Três ex-agentes da Guarda Civil Metropolitana de São Paulo foram condenados a penas de 11 a 16 anos em regime fechado e à perda da função pública. A sentença, proferida pela 1ª Vara de Crimes Tributários, Organização Criminosa e Lavagem de Bens e Valores da Capital, refere-se à atuação dos ex-servidores no abastecimento do mercado ilegal de armas, munições e bloqueadores de radiofrequência na Cracolândia, centro da cidade. Os crimes ocorreram entre outubro de 2019 e janeiro de 2023, aproveitando-se do cenário de alta vulnerabilidade da região.
O Grupo de Atuação Especial de Combate ao Crime Organizado (GAECO) do Ministério Público foi o responsável pela denúncia que levou à condenação. As apurações detalharam como os ex-servidores abasteciam o mercado ilegal de armas e munições na área central da capital paulista.
Além disso, a rede criminosa se dedicava à comercialização de bloqueadores de sinais de radiofrequência, equipamentos cruciais para a ocultação de veículos roubados, dificultando seu rastreamento e recuperação.
De acordo com o Ministério Público de São Paulo (MPSP), o esquema operava tirando proveito direto do cenário de degradação social e da alta incidência de atividades ilícitas características daquela parte da cidade, onde a vulnerabilidade era explorada.
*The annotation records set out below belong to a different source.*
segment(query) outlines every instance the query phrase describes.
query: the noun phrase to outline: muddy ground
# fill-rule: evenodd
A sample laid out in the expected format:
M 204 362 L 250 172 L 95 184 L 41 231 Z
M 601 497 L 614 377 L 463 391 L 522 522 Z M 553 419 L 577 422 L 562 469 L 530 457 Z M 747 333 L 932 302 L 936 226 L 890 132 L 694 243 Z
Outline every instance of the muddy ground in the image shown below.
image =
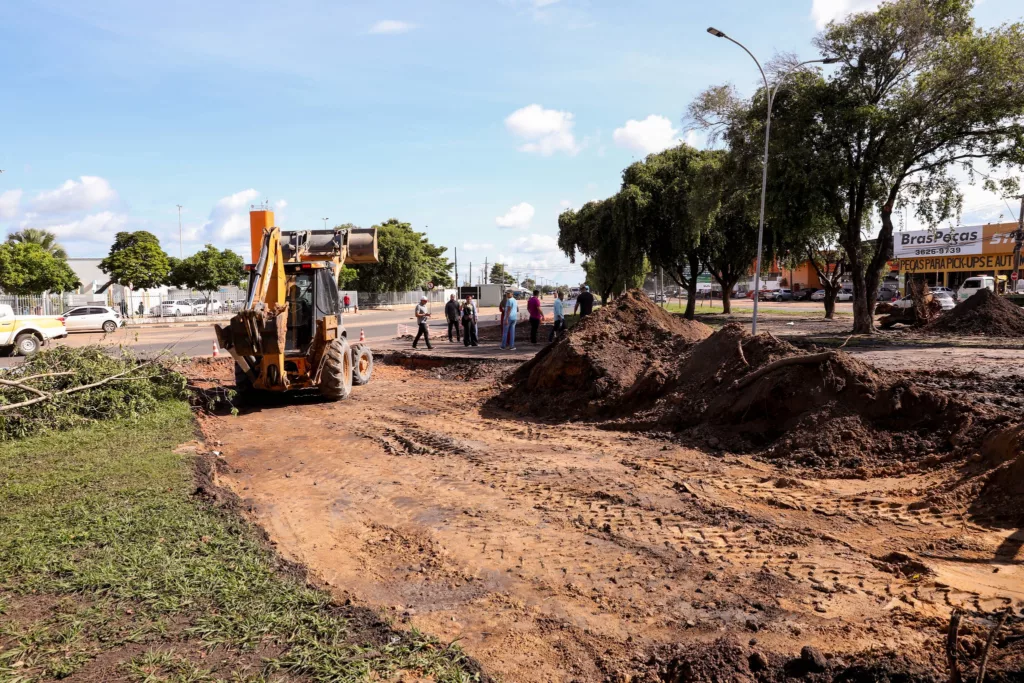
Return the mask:
M 954 352 L 994 375 L 1024 358 Z M 287 558 L 340 600 L 458 641 L 500 680 L 749 680 L 763 664 L 792 672 L 808 645 L 834 670 L 876 663 L 855 680 L 880 678 L 881 652 L 944 679 L 953 607 L 968 612 L 967 672 L 987 615 L 1024 607 L 1024 529 L 922 504 L 954 469 L 813 478 L 481 409 L 512 364 L 419 362 L 378 365 L 343 403 L 265 403 L 203 428 L 221 483 Z M 1020 632 L 1011 620 L 989 680 L 1019 680 Z M 711 674 L 685 661 L 694 652 Z

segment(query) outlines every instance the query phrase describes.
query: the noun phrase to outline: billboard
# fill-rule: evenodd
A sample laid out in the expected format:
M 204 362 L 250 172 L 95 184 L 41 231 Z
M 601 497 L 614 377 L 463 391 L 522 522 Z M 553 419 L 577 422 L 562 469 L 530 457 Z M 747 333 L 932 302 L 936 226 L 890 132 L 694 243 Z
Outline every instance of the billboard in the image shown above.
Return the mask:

A complexidade do ecossistema criminoso
O GAECO, em suas apurações, destacou que o comércio clandestino de armas não era um crime isolado, mas parte de um ecossistema criminoso mais amplo. Este ambiente era caracterizado por atividades como receptação de produtos furtados, tráfico de drogas, exploração de jogos de azar e, lamentavelmente, a corrupção de agentes públicos, conforme explicado em nota pelo órgão.
O cenário da Cracolândia
A Cracolândia, localizada na região central de São Paulo, era historicamente conhecida pela cena de uso aberto de drogas. Além do consumo de entorpecentes, com destaque para o álcool, o local servia como ponto de convergência para redes de tráfico e receptação de produtos de furto.
Embora a Cracolândia tenha sido dispersada há aproximadamente um ano e meio, ainda persistem na região grupos menores, com menos de 15 indivíduos, que continuam a consumir entorpecentes abertamente. Uma parcela significativa dos moradores de rua que frequentavam ou participavam dessas cenas criminosas foi deslocada para outras áreas da cidade, como Raposo Tavares, Cidade Tiradentes, Vila Leopoldina e Jardim Ângela, alterando a dinâmica social e criminal do local.